I think it’s much more available now and at much greater purity. If you have a script, you can pop into any pharmacy and have 100 pills in minutes. You don’t even need to get out of the car. Unless you lived in a big city, you probably had a harder time getting patent medicines simply because it required a trip to those cities, and it came as a bottle of a couple of ounces mixed with all kinds of stuff. Modern medical insurance covers a lot of the cost of modern opioid drugs where the older patent medicines were comparatively expensive. Cheap easy pills that you can get in large quantities without leaving your car are probably going to be a bigger addiction risk than something that’s expensive and sold in small quantities.

Opioids definitely do affect different people differently. I've had them prescribed once to take after a surgery.
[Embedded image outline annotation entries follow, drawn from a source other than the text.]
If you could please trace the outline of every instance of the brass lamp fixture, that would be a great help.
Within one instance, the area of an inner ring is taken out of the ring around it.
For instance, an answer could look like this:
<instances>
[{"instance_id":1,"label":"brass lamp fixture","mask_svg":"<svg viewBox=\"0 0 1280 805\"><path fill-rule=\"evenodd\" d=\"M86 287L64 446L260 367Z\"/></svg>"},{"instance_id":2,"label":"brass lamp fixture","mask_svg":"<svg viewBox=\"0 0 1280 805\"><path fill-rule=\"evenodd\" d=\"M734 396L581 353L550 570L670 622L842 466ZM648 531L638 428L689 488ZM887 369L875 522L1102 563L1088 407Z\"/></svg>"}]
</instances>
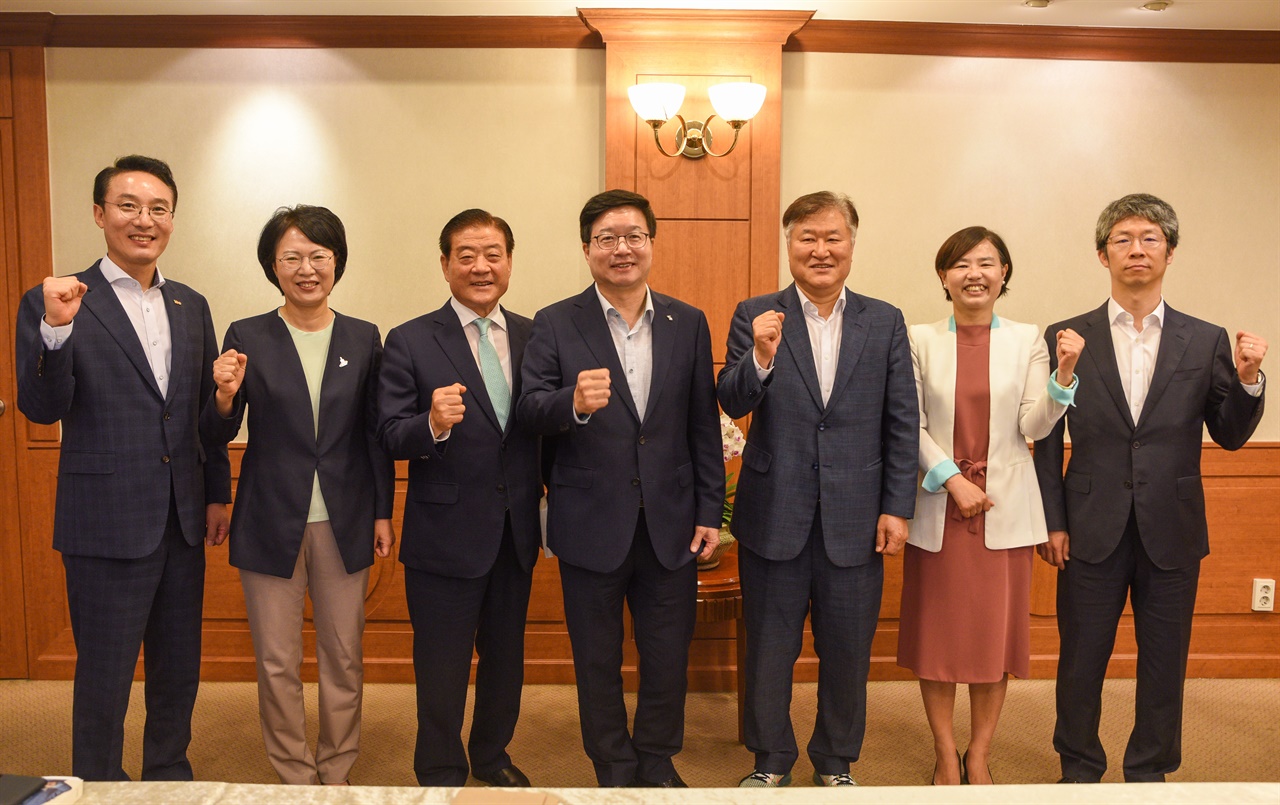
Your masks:
<instances>
[{"instance_id":1,"label":"brass lamp fixture","mask_svg":"<svg viewBox=\"0 0 1280 805\"><path fill-rule=\"evenodd\" d=\"M687 156L689 159L701 159L703 156L727 156L737 146L737 136L742 127L760 111L764 105L764 84L735 81L714 84L707 88L712 108L716 114L703 120L685 120L681 116L680 106L685 102L685 87L676 83L643 83L627 88L631 99L631 108L640 118L653 127L653 141L663 156ZM722 120L733 127L733 142L728 148L717 154L712 150L710 123L719 115ZM667 151L662 147L658 131L675 118L680 122L676 128L676 150Z\"/></svg>"}]
</instances>

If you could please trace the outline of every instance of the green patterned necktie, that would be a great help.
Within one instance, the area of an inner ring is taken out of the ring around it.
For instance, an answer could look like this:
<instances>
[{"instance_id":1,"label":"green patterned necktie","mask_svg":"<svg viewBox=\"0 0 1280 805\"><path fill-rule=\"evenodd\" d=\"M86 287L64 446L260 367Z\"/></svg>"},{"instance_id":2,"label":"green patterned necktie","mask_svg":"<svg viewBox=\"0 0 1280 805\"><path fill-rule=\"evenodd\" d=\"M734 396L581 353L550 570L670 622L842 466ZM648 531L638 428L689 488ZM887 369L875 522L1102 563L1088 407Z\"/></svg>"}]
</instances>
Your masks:
<instances>
[{"instance_id":1,"label":"green patterned necktie","mask_svg":"<svg viewBox=\"0 0 1280 805\"><path fill-rule=\"evenodd\" d=\"M480 328L480 376L484 378L484 388L489 392L489 402L493 403L493 412L498 415L498 425L507 430L507 415L511 412L511 389L507 387L507 376L502 374L502 361L498 360L498 351L489 340L489 325L493 321L485 317L476 319Z\"/></svg>"}]
</instances>

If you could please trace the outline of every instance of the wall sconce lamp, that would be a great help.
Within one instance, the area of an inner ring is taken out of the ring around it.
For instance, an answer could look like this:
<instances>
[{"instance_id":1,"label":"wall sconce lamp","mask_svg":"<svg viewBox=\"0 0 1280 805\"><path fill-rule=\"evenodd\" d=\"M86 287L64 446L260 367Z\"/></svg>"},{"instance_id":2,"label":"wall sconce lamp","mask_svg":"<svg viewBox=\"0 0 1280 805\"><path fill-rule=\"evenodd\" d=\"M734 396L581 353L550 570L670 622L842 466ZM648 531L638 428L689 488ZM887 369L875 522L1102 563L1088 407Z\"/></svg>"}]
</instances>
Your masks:
<instances>
[{"instance_id":1,"label":"wall sconce lamp","mask_svg":"<svg viewBox=\"0 0 1280 805\"><path fill-rule=\"evenodd\" d=\"M689 159L701 159L704 155L727 156L737 146L737 136L742 127L760 111L764 105L764 84L754 84L745 81L714 84L707 88L710 96L712 108L716 114L703 120L685 120L680 114L680 106L685 102L685 87L675 83L643 83L627 88L631 99L631 108L640 118L653 127L653 141L663 156L687 156ZM733 142L728 148L717 154L712 151L710 123L719 115L722 120L733 127ZM680 122L676 129L676 150L667 151L658 138L658 129L675 118Z\"/></svg>"}]
</instances>

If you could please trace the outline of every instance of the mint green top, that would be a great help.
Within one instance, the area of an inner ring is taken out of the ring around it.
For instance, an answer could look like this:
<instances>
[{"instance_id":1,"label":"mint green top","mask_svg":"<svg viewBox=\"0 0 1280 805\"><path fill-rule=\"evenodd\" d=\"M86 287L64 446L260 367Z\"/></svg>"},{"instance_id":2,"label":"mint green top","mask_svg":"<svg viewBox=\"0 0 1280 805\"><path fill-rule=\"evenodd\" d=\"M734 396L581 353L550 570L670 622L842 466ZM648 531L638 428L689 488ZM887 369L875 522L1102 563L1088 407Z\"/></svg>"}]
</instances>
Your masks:
<instances>
[{"instance_id":1,"label":"mint green top","mask_svg":"<svg viewBox=\"0 0 1280 805\"><path fill-rule=\"evenodd\" d=\"M289 324L280 316L284 326L289 328L293 337L293 347L298 351L302 361L302 374L307 379L307 393L311 395L311 421L315 424L316 438L320 436L320 385L324 381L324 365L329 357L329 342L333 339L333 319L323 330L307 333ZM329 520L329 509L324 504L324 495L320 494L320 474L316 472L311 481L311 509L307 512L307 522L321 522Z\"/></svg>"}]
</instances>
I took one dose immediately after the surgery and decided I'd rather no pain medication at all than a second dose. (Pretty sure I took ibuprofen, not nothing.) I've discussed this with others and gather this isn't an entirely uncommon reaction, although certainly far from a majority opinion.

My experience was extremely similar. When I got my wisdom teeth removed, they gave me a massive bottle of vicodin. Dozens of doses, apparently intended to be taken daily for months. I took two doses: one several hours after the surgery once the initial anesthesia wore off, and then another two days after the surgery when the pain became very acute. The rest of the pills in that bottle went untouched.

It occurred to me how easy it would have been, and how profitable, to sell the rest of the pills. Although I’ve never used the “Dark Web”, nor do I have any familiarity with the sorts of websites or venues people use to buy and sell drugs, I can’t imagine it would have been difficult to figure out. And, sadly, there is at least one member of my family who would have taken them off my hands if I’d offered. I also did not want to throw them away in my dumpster, for fear of attracting a swarm of local homeless. I ended up returning the bottle of pills to the surgery center, over their objections, and told them to figure out what to do with it.

On the one hand, this could be read as a story about how easy it is for people to inadvertently become addicted to opioids; I went in for a minor surgery, was given a huge bottle of pain pills by a trusted medical professional, and told to use them to my heart’s content. I was fortunate in that I did not end up experiencing very much significant recurring pain as a result of my surgery, and therefore was not seriously tempted to use more than what was absolutely necessary. If my surgery had produced significant recurring pain, who’s to say that I would have had the fortitude and self-control to resist burning through that whole bottle of pills?

On the other hand, even if I had done so, I could not plausibly have claimed that it was inadvertent, or that I didn’t understand the risks. Every thinking adult with even a cursory understanding of current events is aware of the gravity of opioid addiction. Now, if there had been something laced into those pills without my knowledge - if I’d thought I was taking immunosuppressants and it turned out they had fentanyl in them - this would obviously be beyond my control. My sense is that people who talk a lot about the “opioid crisis” tend to imply that this type of situation - people taking opioids without realizing it, and becoming addicted - is very common. My naïve sense is that probably the much more common scenario is more similar to my experience, wherein people are given massively unnecessary and inflated doses of pain medication by doctors, and fail to exercise proper self-control over how much of that medication to use.